Transamerica Corporation, commonly known as Transamerica, is a prominent financial services company headquartered in the United States. Founded in 1904, Transamerica has established itself as a key player in the insurance and investment sectors, offering a diverse range of products and services designed to help individuals and businesses achieve their financial goals. With a strong presence across major operational regions in the US, Transamerica provides life insurance, retirement solutions, and investment management services. The company is recognised for its innovative approach to financial planning, emphasising customer-centric solutions that cater to various needs. Notable achievements include a robust market position, bolstered by a commitment to sustainability and community engagement. Transamerica continues to evolve, adapting to the changing landscape of the financial industry while maintaining its core values of integrity and service excellence.
How does Transamerica's carbon action stack up? DitchCarbon scores companies based on their carbon action and commitment to reducing emissions. Read about our methodology to learn more.
Mean score of companies in the Financial Intermediation industry. Comparing a company's score to the industry average can give you a sense of how well the company is doing compared to its peers.
Transamerica's score of 51 is higher than 69% of the industry. This can give you a sense of how well the company is doing compared to its peers.
Transamerica, headquartered in the US, currently does not report specific carbon emissions data, as indicated by the absence of emissions figures. The company is a current subsidiary of Transamerica Corporation, which may influence its climate commitments and reporting practices. Transamerica's climate initiatives are informed by its parent company, Aegon Ltd., from which it inherits certain sustainability targets and performance metrics. However, no specific reduction targets or achievements have been documented for Transamerica itself. As part of its corporate family, Transamerica aligns with broader industry standards and commitments, although specific details regarding the Science Based Targets initiative (SBTi) or other climate pledges are not available. The lack of reported emissions data suggests that Transamerica may still be in the process of establishing its own comprehensive climate strategy. In summary, while Transamerica is part of a larger corporate structure that may have climate commitments, it currently lacks specific emissions data and reduction targets.
Access structured emissions data, company-specific emission factors, and source documents
| 2019 | 2021 | 2022 | 2023 | 2024 | |
|---|---|---|---|---|---|
| Scope 1 | 4,539,000 | - | 0,000,000 | 0,000,000 | - |
| Scope 2 | 26,347,000 | 000,000 | 00,000,000 | 000,000 | - |
| Scope 3 | - | - | 0,000,000 | - | 000,000,000 |
Transamerica's Scope 3 emissions, which increased significantly last year and increased significantly since 2022, demonstrating supply chain emissions tracking. A significant portion of their carbon footprint comes from suppliers and value chain emissions, with Scope 3 emissions accounting for 31% of total emissions under the GHG Protocol, with "Purchased Goods and Services" representing nearly all of their reported Scope 3 footprint.

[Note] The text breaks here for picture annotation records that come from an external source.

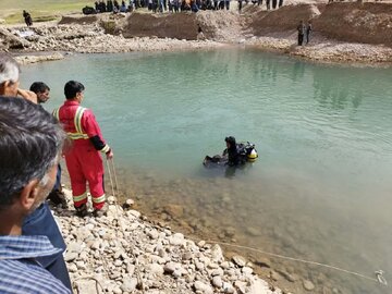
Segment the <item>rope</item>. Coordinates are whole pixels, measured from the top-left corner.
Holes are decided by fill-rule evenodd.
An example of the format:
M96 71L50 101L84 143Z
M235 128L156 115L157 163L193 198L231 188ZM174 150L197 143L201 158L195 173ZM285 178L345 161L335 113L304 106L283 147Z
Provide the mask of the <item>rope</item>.
M354 274L354 275L357 275L357 277L359 277L359 278L370 280L370 281L379 282L379 283L388 286L387 280L385 280L385 278L383 277L383 273L384 273L384 272L383 272L382 270L378 270L378 271L375 272L375 274L376 274L376 279L375 279L375 278L371 278L371 277L368 277L368 275L365 275L365 274L362 274L362 273L358 273L358 272L355 272L355 271L351 271L351 270L338 268L338 267L330 266L330 265L326 265L326 264L321 264L321 262L316 262L316 261L309 261L309 260L305 260L305 259L293 258L293 257L289 257L289 256L283 256L283 255L279 255L279 254L273 254L273 253L264 252L264 250L256 249L256 248L252 248L252 247L247 247L247 246L235 245L235 244L230 244L230 243L224 243L224 242L218 242L218 241L213 241L213 240L210 240L210 241L208 241L208 242L209 242L209 243L221 244L221 245L226 245L226 246L232 246L232 247L237 247L237 248L242 248L242 249L248 249L248 250L261 253L261 254L265 254L265 255L269 255L269 256L273 256L273 257L278 257L278 258L282 258L282 259L287 259L287 260L298 261L298 262L303 262L303 264L308 264L308 265L315 265L315 266L319 266L319 267L324 267L324 268L329 268L329 269L342 271L342 272L345 272L345 273Z
M118 192L119 191L119 185L118 185L118 181L117 181L117 175L115 175L115 167L114 167L114 161L113 159L111 159L110 161L112 161L112 169L113 169L113 174L114 174L114 181L115 181L115 191ZM119 203L118 203L118 199L114 195L114 187L113 187L113 180L112 180L112 172L110 171L110 164L109 164L109 160L107 160L107 166L108 166L108 173L109 173L109 179L110 179L110 184L112 186L112 193L113 193L113 197L114 197L114 205L115 205L115 218L118 220L118 223L120 225L120 229L123 233L123 235L125 236L125 229L123 226L123 223L120 219L120 212L119 212ZM132 252L134 252L134 248L132 248ZM142 279L142 275L140 275L140 271L138 270L138 260L137 258L133 255L132 252L127 252L128 255L131 255L131 257L133 257L135 259L135 270L136 270L136 275L137 275L137 281L138 283L140 284L140 287L142 287L142 293L145 294L145 287L144 287L144 284L143 284L143 279Z
M118 180L117 180L117 172L115 172L115 167L114 167L114 158L112 158L112 159L110 160L110 162L112 163L112 168L113 168L115 191L119 193L119 182L118 182ZM113 196L114 196L114 195L113 195Z
M112 195L113 197L115 197L115 194L114 194L114 186L113 186L113 180L112 180L112 176L111 176L111 171L110 171L110 164L109 164L109 159L107 159L107 167L108 167L108 173L109 173L109 180L110 180L110 185L111 185L111 188L112 188Z
M79 278L77 278L76 280L73 281L73 287L76 289L76 292L77 292L77 293L79 293L79 290L78 290L78 287L77 287L77 285L76 285L76 281L79 281L79 280L94 280L94 281L96 282L96 291L97 291L97 293L99 293L98 285L99 285L99 286L101 287L101 290L102 290L101 293L105 292L103 286L102 286L101 283L98 281L98 279L96 279L96 278L94 278L94 277L91 277L91 275L84 275L84 277L79 277ZM82 294L83 294L83 293L82 293Z

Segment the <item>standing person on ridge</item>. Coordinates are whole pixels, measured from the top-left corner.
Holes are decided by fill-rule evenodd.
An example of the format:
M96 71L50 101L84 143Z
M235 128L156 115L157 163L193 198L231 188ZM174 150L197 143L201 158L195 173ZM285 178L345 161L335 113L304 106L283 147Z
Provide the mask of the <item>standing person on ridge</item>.
M113 152L105 143L93 111L81 107L84 89L84 85L79 82L68 82L64 86L66 100L62 107L53 111L53 115L62 123L68 136L73 140L72 148L65 154L65 162L76 213L79 217L87 215L86 183L88 182L94 215L100 217L107 210L100 152L106 154L107 159L111 159Z
M304 25L304 21L301 21L297 26L298 32L298 46L303 46L304 42L304 35L305 35L306 27Z
M306 44L309 44L309 41L310 41L311 32L313 32L311 21L308 21L307 26L306 26Z

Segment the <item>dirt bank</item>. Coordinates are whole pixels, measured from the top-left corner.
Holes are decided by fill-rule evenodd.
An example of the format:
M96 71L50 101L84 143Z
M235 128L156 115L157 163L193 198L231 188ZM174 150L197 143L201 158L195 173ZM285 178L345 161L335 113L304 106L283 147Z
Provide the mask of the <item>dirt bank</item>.
M296 47L299 20L314 21L311 41ZM207 41L198 41L198 27ZM26 32L29 30L29 32ZM28 35L27 37L21 37ZM28 33L28 34L27 34ZM328 62L392 62L392 3L309 3L266 11L253 4L240 14L98 14L63 16L59 24L0 27L0 50L84 53L217 48L248 45Z
M295 30L299 20L308 21L321 14L324 5L298 4L282 7L275 11L258 10L252 15L248 29L255 36L270 32Z
M233 11L200 13L142 14L133 13L121 28L125 38L150 37L196 40L200 25L206 38L233 41L241 37L241 17Z
M392 3L331 3L315 29L342 41L392 46Z

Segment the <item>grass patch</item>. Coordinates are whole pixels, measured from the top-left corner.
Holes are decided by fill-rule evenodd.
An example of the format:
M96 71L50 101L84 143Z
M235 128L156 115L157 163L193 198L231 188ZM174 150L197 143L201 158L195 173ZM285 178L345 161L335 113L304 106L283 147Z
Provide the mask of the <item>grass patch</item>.
M44 22L45 20L57 20L61 14L82 13L85 5L94 7L94 1L86 0L1 0L0 17L4 19L7 24L24 23L22 16L23 10L29 12L34 22Z

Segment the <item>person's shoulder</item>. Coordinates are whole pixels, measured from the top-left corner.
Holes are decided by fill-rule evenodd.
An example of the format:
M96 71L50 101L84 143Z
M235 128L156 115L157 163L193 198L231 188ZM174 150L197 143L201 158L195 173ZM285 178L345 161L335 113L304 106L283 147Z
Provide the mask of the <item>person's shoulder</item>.
M70 293L58 279L34 261L0 260L0 293Z

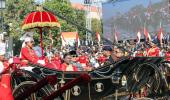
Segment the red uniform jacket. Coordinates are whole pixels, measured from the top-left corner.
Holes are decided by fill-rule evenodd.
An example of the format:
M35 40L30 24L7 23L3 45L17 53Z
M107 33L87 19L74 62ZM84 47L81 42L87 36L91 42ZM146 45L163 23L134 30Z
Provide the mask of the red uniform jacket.
M80 56L79 58L78 58L78 62L80 62L81 64L83 64L83 66L87 66L87 64L88 64L88 58L87 58L87 56Z
M33 49L24 47L21 49L21 60L22 60L22 65L27 65L28 62L37 64L39 58Z
M67 70L67 66L68 66L68 65L66 65L65 63L61 64L60 70L62 70L62 71L68 71L68 70ZM76 66L72 66L72 68L73 68L73 71L78 71L78 69L77 69Z
M105 63L106 60L107 60L107 58L106 58L105 56L99 56L99 57L98 57L98 61L99 61L100 63Z
M160 50L158 47L147 48L146 53L149 57L159 57Z
M9 64L4 63L4 73L1 74L0 78L0 100L14 100L11 89L11 75L7 72L8 67Z
M135 56L136 56L136 57L143 57L144 54L143 54L142 52L137 52L137 53L135 54Z
M166 61L170 61L170 51L165 53Z

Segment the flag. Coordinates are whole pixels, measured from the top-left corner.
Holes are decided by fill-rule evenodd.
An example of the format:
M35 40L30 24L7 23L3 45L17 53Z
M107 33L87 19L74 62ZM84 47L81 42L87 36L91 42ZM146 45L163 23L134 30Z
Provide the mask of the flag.
M78 48L78 42L79 42L79 36L78 33L76 33L76 48Z
M62 46L64 46L64 44L68 44L63 34L61 34L61 40L62 40Z
M161 23L160 23L160 29L159 29L159 32L158 32L158 40L159 40L160 44L162 44L162 39L163 39L163 28L162 28Z
M150 20L151 14L152 14L152 7L151 7L151 5L152 5L152 2L150 0L148 8L147 8L147 12L145 13L145 16L147 17L148 20Z
M147 40L151 41L151 36L145 27L144 27L144 35L145 35L146 41Z
M138 33L137 33L137 44L140 43L140 39L141 39L141 33L140 33L140 31L138 31Z
M98 42L100 42L100 41L101 41L101 38L100 38L100 34L99 34L99 32L96 32L96 39L97 39L97 41L98 41Z
M118 37L117 37L117 35L118 35L118 32L115 32L115 34L114 34L114 40L115 40L116 43L118 43Z

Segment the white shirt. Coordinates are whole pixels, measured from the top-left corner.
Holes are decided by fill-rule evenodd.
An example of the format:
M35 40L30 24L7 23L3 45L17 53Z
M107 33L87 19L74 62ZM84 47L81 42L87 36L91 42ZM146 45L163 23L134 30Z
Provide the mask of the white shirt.
M4 70L4 64L0 61L0 73L2 73Z

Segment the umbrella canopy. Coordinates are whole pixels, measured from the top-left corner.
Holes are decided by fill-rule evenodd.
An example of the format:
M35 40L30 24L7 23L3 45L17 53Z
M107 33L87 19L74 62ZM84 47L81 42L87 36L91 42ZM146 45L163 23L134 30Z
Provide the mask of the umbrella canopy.
M42 48L42 57L44 57L42 28L43 27L60 27L58 19L47 11L34 11L28 14L22 24L22 29L38 28L40 29L40 41Z
M58 19L47 11L34 11L28 14L23 22L22 29L60 27Z

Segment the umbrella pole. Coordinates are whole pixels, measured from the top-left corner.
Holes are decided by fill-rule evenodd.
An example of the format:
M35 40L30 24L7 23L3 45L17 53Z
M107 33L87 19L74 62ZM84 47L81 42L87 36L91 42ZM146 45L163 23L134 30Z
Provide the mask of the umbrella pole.
M43 38L42 38L42 28L40 28L40 42L41 42L41 53L42 53L42 58L44 58Z

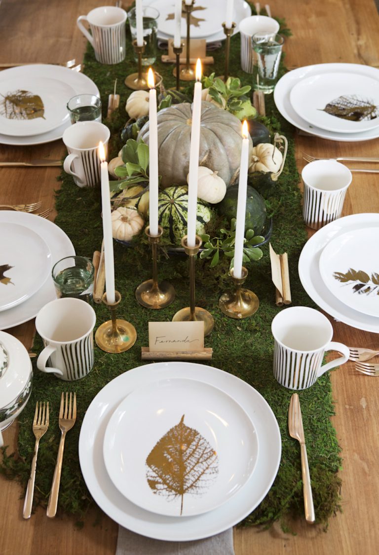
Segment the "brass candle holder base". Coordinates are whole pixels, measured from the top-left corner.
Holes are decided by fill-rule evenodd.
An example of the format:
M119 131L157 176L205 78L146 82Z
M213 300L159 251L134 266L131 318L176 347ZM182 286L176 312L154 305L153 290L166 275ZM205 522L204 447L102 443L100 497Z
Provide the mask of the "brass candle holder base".
M149 226L145 233L151 245L153 254L153 279L144 281L135 290L135 298L140 305L146 309L164 309L175 299L175 289L168 281L158 281L157 248L163 234L163 228L158 226L158 235L151 235Z
M103 302L110 309L112 320L102 324L95 334L96 344L106 352L124 352L135 343L137 332L129 322L116 317L116 309L121 301L121 295L115 291L115 301L110 304L107 301L107 293L103 295Z
M255 293L249 289L241 288L248 273L246 269L242 266L242 277L235 278L233 269L230 270L230 276L234 282L235 290L223 293L219 300L220 310L230 318L242 320L251 316L258 310L259 299Z
M174 315L173 322L203 321L204 322L204 336L206 336L213 329L215 321L208 310L195 306L195 260L201 246L201 239L199 235L196 235L195 246L190 247L187 245L186 235L181 240L181 246L189 257L190 306L179 310Z

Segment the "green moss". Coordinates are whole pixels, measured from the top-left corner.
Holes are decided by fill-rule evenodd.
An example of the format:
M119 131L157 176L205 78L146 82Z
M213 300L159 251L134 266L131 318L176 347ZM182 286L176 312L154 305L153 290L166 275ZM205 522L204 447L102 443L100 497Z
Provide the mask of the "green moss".
M239 37L231 40L230 68L243 84L252 84L251 76L238 71ZM218 74L224 69L224 48L213 53L215 65L211 71ZM157 70L164 77L166 87L174 85L172 66L157 62ZM94 59L90 47L85 55L85 73L97 84L101 93L105 116L108 95L113 90L118 79L118 92L121 95L118 113L110 121L104 120L112 131L110 156L122 146L119 132L127 120L124 106L130 91L124 85L127 75L135 69L131 48L127 59L117 65L101 65ZM282 71L284 69L282 68ZM193 85L187 89L191 89ZM279 180L275 195L277 211L275 215L271 242L276 252L288 253L294 305L314 306L302 289L297 275L299 256L307 234L300 209L299 180L296 170L292 128L277 113L272 96L266 98L267 113L271 114L264 123L271 130L280 131L289 140L285 167ZM102 238L101 206L98 189L79 189L69 176L62 173L62 188L57 193L58 216L55 223L71 238L78 254L92 256L99 249ZM209 270L208 261L196 263L196 304L209 310L215 319L212 334L206 346L212 347L214 357L210 364L230 372L246 381L259 391L272 408L277 419L282 440L282 455L277 476L272 487L259 506L242 523L242 526L269 525L274 521L285 522L286 516L304 515L300 448L287 431L287 411L292 392L279 386L272 371L273 340L270 325L281 309L274 304L274 289L271 281L268 246L263 248L264 256L249 268L246 286L255 291L260 299L260 307L252 317L236 321L224 316L218 308L221 293L230 284L226 265L219 265ZM149 319L169 321L179 309L188 306L189 281L185 258L161 256L159 265L160 278L169 279L176 291L176 297L166 309L152 314L137 302L134 291L144 280L151 277L151 261L148 248L137 244L127 248L114 243L117 289L122 295L119 314L132 322L138 332L137 341L130 351L112 355L95 347L93 370L83 381L67 383L38 371L34 366L34 383L30 401L19 420L20 431L17 455L4 454L1 472L7 477L18 480L26 486L34 448L32 422L37 400L49 401L50 423L41 441L38 456L35 503L46 505L51 486L60 432L58 413L62 391L76 391L78 414L74 428L68 434L62 468L59 506L61 511L76 514L82 519L93 501L82 476L78 456L80 425L85 410L96 393L109 381L129 369L141 364L140 347L148 344ZM227 263L227 264L229 262ZM95 306L98 324L108 319L103 306ZM39 352L42 342L36 338L34 350ZM300 393L304 428L307 440L310 475L316 514L324 524L340 509L338 492L340 481L337 475L341 466L339 447L330 417L333 413L330 380L324 375L310 390ZM285 524L284 524L285 526Z

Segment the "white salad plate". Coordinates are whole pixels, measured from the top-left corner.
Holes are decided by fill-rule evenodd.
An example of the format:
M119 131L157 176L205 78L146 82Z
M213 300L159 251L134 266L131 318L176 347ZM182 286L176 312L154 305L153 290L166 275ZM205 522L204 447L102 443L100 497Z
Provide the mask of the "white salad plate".
M119 491L173 517L225 503L246 484L257 457L255 430L241 406L214 386L184 378L129 393L104 440L105 467Z
M51 131L69 119L67 104L75 94L72 87L56 79L28 75L1 81L0 129L17 137Z
M73 244L64 231L46 218L27 212L0 210L0 224L6 223L23 225L42 237L51 253L52 266L60 259L75 254ZM53 280L48 278L42 287L24 302L0 312L0 330L27 322L37 316L47 302L56 298Z
M42 287L52 269L52 255L37 233L19 224L0 223L0 311L23 302Z
M167 15L174 13L175 3L168 4L166 0L146 0L144 5L151 6L159 12L157 37L161 41L168 41L173 38L175 33L175 19L166 20ZM199 19L206 19L205 21L200 21L199 26L191 26L191 37L194 38L205 38L207 44L220 41L225 41L226 36L223 29L223 23L225 20L226 14L226 0L204 0L201 3L203 10L196 10L196 7L193 15ZM239 32L239 24L245 17L251 15L251 8L244 0L235 0L233 8L233 20L236 23L233 34ZM205 29L213 30L208 33ZM187 36L187 26L184 17L181 18L181 35L183 38Z
M139 387L172 378L196 380L232 397L254 422L259 451L255 469L243 487L213 511L191 517L165 516L138 507L127 499L108 476L103 446L109 420L120 403ZM130 422L135 424L135 420ZM222 370L192 362L158 362L128 370L95 397L84 416L79 440L80 467L98 505L118 524L156 539L186 541L219 533L240 522L267 495L280 462L279 427L267 402L256 390Z
M305 291L322 310L348 326L377 334L379 318L364 314L340 301L325 285L320 271L320 257L332 240L347 233L373 228L379 230L379 214L345 216L321 228L303 247L299 275Z
M354 107L370 104L372 113L361 121L333 115L327 107L336 101ZM290 93L290 101L296 113L306 122L322 129L341 133L369 131L379 127L379 81L361 75L352 79L350 73L319 73L303 79Z
M320 272L342 302L379 316L379 226L347 231L331 241L320 257Z
M358 81L361 77L370 77L379 82L379 69L360 64L316 64L297 68L284 75L276 83L274 90L274 99L277 109L287 122L299 129L330 140L353 142L370 140L379 137L379 127L355 133L336 133L327 131L309 123L294 109L290 98L294 87L303 79L321 74L333 74L337 73L348 74L352 81Z
M49 64L36 64L29 65L20 65L0 72L0 87L2 83L9 79L49 79L64 83L73 90L72 96L87 93L99 96L99 89L93 81L87 75L78 72L73 71L68 68L60 65L53 65ZM69 100L67 99L67 100ZM64 108L66 109L65 104ZM7 135L0 127L0 144L9 144L15 146L27 146L28 145L43 144L50 143L57 139L61 139L64 130L70 125L69 118L63 123L50 131L30 135L27 137L13 137Z

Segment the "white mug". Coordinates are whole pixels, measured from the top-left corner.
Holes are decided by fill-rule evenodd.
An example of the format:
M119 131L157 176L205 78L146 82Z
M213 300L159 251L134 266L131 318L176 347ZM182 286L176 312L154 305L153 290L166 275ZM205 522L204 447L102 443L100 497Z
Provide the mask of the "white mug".
M68 127L62 137L69 155L63 169L72 175L79 187L94 187L100 183L100 158L98 149L103 143L105 156L110 132L98 122L79 122Z
M82 21L89 24L92 35ZM122 8L104 6L92 9L87 16L79 16L77 24L95 51L102 64L118 64L126 55L125 22L127 12Z
M327 370L348 360L348 348L331 341L332 325L314 309L285 309L272 320L271 331L275 340L274 375L289 389L310 387ZM343 356L322 366L327 351L338 351Z
M238 28L241 37L241 68L247 73L252 73L256 54L252 48L251 37L260 31L268 31L276 34L280 26L276 19L266 16L250 16L240 21Z
M45 305L36 319L45 346L37 361L38 370L66 381L87 376L93 366L95 322L95 311L80 299L66 297Z
M335 160L316 160L301 172L304 184L302 215L306 225L320 229L341 216L351 171Z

Climate goals typically focus on 2030 interim targets and 2050 net-zero commitments, aligned with global frameworks like the Paris Agreement and Science Based Targets initiative (SBTi) to ensure alignment with global climate goals.
Transamerica has not publicly committed to specific 2030 or 2050 climate goals through the major frameworks we track. Companies often set interim 2030 targets and long-term 2050 net-zero goals to demonstrate measurable progress toward decarbonization.